Hezbollah impose control on Beirut
Lebanon is in crisis as Hezbollah takes control of part of Beirut . The current conflict is reminiscent of the civil war in the country in which the country’s Christians and Muslims got involved.
By Tom Perry
06/09/2008 Lebanon (Reuters) – Lebanon ‘s Iranian-backed Hezbollah took control of the Muslim part of Beirut on Friday, tightening its grip on the city in a major blow to the U.S.-backed government.
Security sources said at least 11 people had been killed and 30 wounded in three days of battles between pro-government gunmen and fighters loyal to Hezbollah, a Shi’ite political movement with a powerful guerrilla army.
The European Union, Germany and France urged calm and a peaceful resolution. Syria said the issue was an internal Lebanese affair while Iran blamed “the adventurist interferences” of the United States and Israel for the violence.
The fighting, the worst internal strife since the 1975-90 civil war, was triggered this week after the government took decisions targeting Hezbollah’s military communications network. The group said the government had declared war.
In scenes reminiscent of the darkest days of the civil war, young men armed with assault rifles roamed the streets amid smashed cars and smoldering buildings.
Blow To Government
Hezbollah gunmen took control of media outlets owned by governing coalition leader Saad al-Hariri, Lebanon ‘s strongest Sunni politician. Hariri’s television and radio stations went off the air.
Hezbollah, a Shi’ite group also backed by Syria , had been steadily seizing offices of pro-government factions in the predominantly Muslim western half of the city.
“It certainly leaves the government weaker and the Future movement weaker,” said Paul Salem, director of the Carnegie Middle East Center in Beirut .

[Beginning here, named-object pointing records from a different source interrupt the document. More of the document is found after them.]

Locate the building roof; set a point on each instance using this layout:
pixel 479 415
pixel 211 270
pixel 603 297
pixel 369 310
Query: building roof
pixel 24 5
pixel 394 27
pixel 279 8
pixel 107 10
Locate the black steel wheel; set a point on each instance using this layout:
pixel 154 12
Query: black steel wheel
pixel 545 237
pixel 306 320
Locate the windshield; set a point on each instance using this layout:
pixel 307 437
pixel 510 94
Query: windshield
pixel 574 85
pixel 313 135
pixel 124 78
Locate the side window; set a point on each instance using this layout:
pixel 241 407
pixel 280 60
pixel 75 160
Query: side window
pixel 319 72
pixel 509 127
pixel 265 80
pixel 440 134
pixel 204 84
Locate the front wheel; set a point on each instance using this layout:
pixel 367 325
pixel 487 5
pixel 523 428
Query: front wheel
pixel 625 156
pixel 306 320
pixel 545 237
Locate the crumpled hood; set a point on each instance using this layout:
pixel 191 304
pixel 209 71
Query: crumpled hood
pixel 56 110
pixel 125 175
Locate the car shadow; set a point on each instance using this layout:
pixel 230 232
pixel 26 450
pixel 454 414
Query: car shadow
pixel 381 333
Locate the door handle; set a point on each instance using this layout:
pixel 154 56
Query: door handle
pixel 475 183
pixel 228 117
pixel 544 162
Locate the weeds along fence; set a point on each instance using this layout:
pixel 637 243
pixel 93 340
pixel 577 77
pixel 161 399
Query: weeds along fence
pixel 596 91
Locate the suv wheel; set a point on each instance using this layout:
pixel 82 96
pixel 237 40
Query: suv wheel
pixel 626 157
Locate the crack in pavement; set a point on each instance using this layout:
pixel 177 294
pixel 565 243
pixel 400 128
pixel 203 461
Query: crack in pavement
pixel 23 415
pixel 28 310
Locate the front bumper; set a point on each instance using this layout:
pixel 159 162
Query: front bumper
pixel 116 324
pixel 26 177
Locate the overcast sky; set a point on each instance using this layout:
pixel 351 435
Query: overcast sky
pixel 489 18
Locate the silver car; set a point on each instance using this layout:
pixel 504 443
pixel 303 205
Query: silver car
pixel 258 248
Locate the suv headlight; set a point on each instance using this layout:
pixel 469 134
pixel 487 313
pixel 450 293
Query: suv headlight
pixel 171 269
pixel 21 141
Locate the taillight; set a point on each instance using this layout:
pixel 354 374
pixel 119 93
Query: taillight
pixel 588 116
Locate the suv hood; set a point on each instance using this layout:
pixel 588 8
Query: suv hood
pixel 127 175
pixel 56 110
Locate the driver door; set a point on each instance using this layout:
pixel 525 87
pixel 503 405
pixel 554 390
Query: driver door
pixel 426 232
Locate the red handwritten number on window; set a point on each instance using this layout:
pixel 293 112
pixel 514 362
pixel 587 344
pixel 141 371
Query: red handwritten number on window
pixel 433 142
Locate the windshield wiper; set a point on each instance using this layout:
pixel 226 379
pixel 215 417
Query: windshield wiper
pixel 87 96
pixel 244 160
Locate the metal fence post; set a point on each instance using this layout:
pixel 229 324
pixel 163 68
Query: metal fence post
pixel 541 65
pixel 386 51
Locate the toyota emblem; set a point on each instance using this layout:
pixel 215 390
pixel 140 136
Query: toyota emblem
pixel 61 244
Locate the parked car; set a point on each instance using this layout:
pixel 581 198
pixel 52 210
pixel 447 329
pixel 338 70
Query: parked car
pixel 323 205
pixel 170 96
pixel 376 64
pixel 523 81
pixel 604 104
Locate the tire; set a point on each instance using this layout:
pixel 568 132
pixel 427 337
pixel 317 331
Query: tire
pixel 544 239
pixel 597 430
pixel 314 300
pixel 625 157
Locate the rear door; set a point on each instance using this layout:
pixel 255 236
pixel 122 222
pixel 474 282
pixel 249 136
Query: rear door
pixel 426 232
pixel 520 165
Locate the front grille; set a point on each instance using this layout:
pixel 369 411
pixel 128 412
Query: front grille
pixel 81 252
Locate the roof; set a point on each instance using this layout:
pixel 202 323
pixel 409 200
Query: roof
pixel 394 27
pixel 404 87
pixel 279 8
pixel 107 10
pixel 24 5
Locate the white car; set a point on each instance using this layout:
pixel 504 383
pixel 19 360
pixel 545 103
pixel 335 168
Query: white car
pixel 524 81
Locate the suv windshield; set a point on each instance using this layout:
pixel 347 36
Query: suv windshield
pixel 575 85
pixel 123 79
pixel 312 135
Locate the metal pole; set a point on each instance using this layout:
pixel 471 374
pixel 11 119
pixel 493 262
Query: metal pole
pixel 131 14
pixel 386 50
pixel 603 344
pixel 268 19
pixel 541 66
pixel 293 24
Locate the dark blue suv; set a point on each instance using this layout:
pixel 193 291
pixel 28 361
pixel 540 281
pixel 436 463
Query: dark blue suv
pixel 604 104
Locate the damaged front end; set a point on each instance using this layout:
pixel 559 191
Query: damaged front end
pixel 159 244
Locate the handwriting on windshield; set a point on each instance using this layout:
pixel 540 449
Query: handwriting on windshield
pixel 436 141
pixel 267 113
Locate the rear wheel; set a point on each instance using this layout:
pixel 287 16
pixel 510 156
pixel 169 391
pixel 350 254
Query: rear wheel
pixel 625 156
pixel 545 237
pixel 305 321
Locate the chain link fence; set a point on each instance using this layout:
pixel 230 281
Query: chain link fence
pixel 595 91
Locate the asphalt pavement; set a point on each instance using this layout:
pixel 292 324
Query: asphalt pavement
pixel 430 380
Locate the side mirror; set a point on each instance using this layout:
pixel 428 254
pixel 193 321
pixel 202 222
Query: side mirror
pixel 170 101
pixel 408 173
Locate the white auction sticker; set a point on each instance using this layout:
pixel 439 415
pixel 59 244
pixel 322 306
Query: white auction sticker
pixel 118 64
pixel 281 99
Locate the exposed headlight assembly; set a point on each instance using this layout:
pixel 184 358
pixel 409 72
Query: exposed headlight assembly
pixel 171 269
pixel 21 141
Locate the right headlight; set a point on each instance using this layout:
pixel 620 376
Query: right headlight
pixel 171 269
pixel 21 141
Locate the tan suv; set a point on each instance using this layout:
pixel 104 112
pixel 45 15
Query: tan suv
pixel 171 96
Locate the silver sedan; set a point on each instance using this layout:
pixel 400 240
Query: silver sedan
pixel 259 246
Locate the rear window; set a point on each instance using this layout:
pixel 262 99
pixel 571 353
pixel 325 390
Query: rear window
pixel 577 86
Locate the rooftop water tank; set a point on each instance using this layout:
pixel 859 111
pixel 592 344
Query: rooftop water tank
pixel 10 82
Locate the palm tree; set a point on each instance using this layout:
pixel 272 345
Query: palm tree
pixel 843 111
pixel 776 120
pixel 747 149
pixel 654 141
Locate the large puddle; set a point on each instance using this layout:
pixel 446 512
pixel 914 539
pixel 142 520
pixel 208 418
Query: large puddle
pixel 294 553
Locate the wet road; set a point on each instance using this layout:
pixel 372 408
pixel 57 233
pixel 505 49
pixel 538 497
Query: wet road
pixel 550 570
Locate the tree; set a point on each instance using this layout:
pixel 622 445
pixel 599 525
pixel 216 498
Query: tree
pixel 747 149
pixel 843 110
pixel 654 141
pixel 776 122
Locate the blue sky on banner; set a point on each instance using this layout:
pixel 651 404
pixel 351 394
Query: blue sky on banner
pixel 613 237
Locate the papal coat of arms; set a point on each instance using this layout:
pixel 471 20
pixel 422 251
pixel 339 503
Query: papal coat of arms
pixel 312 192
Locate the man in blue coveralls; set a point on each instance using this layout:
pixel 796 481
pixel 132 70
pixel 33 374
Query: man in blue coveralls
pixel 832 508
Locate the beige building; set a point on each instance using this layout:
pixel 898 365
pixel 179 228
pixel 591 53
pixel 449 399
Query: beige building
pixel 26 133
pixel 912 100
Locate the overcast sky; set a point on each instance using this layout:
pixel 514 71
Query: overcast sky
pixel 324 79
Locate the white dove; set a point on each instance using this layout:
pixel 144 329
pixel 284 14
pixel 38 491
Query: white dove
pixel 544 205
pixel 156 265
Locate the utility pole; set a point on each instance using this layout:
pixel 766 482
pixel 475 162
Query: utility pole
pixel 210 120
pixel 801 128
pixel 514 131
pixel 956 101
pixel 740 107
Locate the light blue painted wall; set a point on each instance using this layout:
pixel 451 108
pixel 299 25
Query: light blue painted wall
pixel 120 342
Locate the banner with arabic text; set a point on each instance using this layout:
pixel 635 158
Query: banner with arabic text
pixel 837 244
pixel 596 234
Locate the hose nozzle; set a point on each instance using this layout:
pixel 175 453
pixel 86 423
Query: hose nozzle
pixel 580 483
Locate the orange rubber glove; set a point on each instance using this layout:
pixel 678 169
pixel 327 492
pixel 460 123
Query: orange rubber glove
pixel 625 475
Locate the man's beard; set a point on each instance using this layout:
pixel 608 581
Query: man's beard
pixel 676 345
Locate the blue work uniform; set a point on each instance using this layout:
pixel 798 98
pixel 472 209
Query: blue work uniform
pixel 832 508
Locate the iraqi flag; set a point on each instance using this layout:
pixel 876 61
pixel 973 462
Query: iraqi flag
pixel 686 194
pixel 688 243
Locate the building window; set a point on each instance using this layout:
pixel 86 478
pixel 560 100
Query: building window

Hezbollah leader Sayyed Hassan Nasrallah said on Thursday the government had declared of war by declaring the communications network illegal.
Hezbollah on Thursday rejected a proposal by Hariri to end the crisis. Nasrallah said the government must rescind its decisions and attend talks aimed at ending the political crisis.
Hezbollah, backed by Iran and Syria , has led a 17-month-long political campaign against Prime Minister Fouad Siniora’s anti-Syrian cabinet.